We have a project to run R atop a Hadoop cluster. The objective is to
run large R stats jobs on EC2.
R is open source, has many many packages written for it, but is
limited by the amount of data that can be read into memory.
This is at a very early stage, but results look good so far.
Paco
(apologies to people who've emailed / we've been buried under a large rock)
...for linear algebra based on Hadoop
Certainly some of the big financial organizations use their own internal grids to run MATLAB and use LSF as the mechanism to distribute the parallel pieces of the computation over that grid. Hundreds of CPUs/cores is not uncommon. That's a well known environment for both Platform Computing (LSF) and for The MathWorks (MATLAB). However, independently licensing these apps in a cloud environment seems a little problematic to me. The license managers in both these products (Flex/LM or FlexNet is a typical license manager) rely on specific attributes of the host machine to do their work. Is there a guarantee that this will be the case - especially for the license manager itself.
So, it would seem to me that these companies would have to have done a prior deal with the cloud operating company (as some commercial apps companies seem to have done) to get their infrastructure set up properly in the environment. In this case, a user could then use the cloud infrastructure purely on a pay as you go basis - but who gets paid? the operator - who is billing out use of his virtual machines at so much per hour, the application provider(s) who need to recover revenue for the use of their tools? both? all?
When I was associated with Sun's efforts on the Network.com infrastructure, these issues precluded commercial apps from the environment, and raised the value of open source apps as the target for the compute utility. Many vendors of commercial software that I spoke with about using such an environment as Sun proposed basically said "over my dead body" (or at least their sales VPs did) as the infrastructure posited (call it cloud computing ) had, or could have, such an impact on their current revenue models, and collecting the revenue was a function they didn't want to address themselves. That was left from the cloud operator to address (gee, sounds like the old timesharing stuff I used to do with Control Data's CYBERNET - back in the day!)I think it will take some time before this kind of computing model makes it big in the commercial application space.
We are doing a lot of work with Matlab applications.

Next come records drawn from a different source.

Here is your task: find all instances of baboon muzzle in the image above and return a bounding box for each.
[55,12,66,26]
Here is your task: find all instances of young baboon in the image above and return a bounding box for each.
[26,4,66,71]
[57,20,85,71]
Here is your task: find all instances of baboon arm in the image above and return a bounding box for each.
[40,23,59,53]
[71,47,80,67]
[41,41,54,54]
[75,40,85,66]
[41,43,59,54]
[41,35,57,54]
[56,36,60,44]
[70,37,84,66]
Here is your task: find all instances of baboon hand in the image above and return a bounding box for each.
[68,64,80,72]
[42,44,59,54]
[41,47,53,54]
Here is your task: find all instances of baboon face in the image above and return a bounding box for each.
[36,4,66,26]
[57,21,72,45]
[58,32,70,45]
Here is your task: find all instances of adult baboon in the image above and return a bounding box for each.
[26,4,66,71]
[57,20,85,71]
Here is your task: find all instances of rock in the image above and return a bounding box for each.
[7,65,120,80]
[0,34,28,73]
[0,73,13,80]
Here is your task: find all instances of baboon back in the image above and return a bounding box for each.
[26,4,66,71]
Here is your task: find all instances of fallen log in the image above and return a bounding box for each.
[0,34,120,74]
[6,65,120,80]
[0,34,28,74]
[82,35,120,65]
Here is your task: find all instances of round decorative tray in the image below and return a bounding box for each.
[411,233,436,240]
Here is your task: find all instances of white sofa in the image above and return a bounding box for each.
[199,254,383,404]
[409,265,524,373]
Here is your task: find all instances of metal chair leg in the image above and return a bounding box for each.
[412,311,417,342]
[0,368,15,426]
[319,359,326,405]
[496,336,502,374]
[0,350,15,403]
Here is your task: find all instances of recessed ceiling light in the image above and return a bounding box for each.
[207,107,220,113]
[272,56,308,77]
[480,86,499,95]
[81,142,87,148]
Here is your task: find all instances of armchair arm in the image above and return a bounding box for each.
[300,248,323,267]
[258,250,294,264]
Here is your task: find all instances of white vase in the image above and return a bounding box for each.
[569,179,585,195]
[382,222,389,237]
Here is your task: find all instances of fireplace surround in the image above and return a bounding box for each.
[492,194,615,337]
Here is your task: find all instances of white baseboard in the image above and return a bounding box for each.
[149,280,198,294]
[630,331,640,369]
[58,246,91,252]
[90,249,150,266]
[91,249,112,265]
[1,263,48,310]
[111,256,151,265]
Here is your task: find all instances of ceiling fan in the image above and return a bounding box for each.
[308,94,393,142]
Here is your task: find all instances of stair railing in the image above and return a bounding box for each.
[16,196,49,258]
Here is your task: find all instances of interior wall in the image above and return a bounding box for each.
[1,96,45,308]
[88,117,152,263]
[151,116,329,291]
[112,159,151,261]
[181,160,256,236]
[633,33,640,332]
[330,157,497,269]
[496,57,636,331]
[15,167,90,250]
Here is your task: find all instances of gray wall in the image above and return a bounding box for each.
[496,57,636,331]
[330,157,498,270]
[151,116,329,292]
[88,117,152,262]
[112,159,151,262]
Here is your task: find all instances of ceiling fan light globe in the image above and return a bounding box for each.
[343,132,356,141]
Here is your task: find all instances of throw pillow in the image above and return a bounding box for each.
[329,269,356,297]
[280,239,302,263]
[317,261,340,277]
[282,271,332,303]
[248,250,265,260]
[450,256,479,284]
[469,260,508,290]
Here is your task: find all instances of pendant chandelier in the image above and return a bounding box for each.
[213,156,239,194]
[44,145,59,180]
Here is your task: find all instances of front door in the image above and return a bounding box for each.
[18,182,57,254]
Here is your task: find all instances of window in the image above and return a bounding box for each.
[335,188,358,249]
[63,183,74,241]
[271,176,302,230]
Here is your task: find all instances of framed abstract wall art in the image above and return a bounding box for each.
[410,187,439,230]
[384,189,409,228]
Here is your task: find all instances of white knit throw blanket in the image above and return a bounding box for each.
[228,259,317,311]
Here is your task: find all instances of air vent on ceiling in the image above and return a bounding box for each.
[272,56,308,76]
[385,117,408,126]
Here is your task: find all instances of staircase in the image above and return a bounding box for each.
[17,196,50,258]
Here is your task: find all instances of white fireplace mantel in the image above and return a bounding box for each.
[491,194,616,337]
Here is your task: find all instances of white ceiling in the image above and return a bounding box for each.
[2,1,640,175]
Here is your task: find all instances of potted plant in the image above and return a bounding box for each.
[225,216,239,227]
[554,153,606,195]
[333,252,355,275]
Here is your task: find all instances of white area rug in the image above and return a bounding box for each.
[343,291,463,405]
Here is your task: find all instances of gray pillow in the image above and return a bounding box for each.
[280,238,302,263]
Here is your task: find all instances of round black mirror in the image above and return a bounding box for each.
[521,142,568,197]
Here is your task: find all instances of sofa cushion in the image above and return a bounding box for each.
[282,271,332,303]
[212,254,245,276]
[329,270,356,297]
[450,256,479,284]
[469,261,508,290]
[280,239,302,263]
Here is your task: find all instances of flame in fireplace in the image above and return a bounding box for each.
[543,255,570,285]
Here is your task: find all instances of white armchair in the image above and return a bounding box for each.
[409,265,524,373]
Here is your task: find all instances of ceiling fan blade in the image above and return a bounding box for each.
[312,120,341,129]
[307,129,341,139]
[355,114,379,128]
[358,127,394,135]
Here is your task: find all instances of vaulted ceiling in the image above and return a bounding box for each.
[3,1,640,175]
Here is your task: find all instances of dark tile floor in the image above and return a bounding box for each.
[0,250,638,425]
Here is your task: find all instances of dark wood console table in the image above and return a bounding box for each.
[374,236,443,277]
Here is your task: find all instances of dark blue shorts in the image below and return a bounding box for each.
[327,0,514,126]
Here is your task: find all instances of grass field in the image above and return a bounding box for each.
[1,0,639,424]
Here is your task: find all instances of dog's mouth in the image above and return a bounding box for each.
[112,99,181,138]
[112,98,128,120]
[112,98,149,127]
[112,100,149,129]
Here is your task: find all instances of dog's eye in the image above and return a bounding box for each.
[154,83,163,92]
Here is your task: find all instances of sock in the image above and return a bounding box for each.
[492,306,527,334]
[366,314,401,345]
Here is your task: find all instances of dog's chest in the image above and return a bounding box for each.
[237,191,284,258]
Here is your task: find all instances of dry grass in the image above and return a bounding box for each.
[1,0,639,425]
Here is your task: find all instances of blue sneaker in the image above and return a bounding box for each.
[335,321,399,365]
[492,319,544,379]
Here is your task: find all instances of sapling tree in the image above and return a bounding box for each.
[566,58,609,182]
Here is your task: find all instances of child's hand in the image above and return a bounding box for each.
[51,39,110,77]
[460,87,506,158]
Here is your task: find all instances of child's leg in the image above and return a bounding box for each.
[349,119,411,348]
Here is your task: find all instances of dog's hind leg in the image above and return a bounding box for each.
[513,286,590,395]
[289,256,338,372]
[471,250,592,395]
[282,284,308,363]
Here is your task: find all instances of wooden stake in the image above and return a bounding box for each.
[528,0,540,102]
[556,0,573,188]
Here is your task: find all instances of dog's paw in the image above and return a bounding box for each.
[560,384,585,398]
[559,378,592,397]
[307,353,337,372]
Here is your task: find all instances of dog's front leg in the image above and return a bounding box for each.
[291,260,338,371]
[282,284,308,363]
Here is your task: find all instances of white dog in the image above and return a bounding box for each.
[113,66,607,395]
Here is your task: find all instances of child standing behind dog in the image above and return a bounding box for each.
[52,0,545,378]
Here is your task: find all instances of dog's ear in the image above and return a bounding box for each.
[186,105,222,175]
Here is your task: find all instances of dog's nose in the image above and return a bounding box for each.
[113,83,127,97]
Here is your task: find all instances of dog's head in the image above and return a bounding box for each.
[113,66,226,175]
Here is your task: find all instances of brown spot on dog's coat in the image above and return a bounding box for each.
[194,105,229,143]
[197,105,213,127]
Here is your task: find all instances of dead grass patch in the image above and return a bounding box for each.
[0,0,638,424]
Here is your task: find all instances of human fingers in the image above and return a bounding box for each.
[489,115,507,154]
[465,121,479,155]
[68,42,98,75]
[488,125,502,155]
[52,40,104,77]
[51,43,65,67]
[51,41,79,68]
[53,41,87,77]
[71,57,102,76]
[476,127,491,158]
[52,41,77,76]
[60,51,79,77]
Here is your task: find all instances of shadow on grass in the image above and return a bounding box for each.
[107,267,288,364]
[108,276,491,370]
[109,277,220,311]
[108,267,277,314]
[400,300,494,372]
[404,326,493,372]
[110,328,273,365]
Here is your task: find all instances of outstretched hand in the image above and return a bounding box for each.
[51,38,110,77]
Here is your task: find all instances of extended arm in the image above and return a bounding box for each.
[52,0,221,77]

We run them,
mostly, via Swift.
(E.g., see https://twiki.grid.iu.edu/pub/Education/MWGS2008Syllabus/8_SwiftWorkflow.pdf.)
The target platform can then be a local cluster, one or more remote
sites (e.g., Open Science Grid), or alternatively, via Nimbus, our
local virtual machine system or EC2.
Ian.
On Wed, Oct 1, 2008 at 4:08 PM, Khazret Sapenov <sap...@gmail.com> wrote:
CHAMPAIGN, Ill., Nov. 5 -- Wolfram Research announced an initiative today to develop a cloud computing service for users of their flagship technical computing software Mathematica. This project is a collaborative effort by Wolfram Research, Nimbis Services, Inc., a clearing-house for accessing third party compute resources and commercial software, and R Systems NA, Inc., a provider of computing resources to the commercial and academic research community.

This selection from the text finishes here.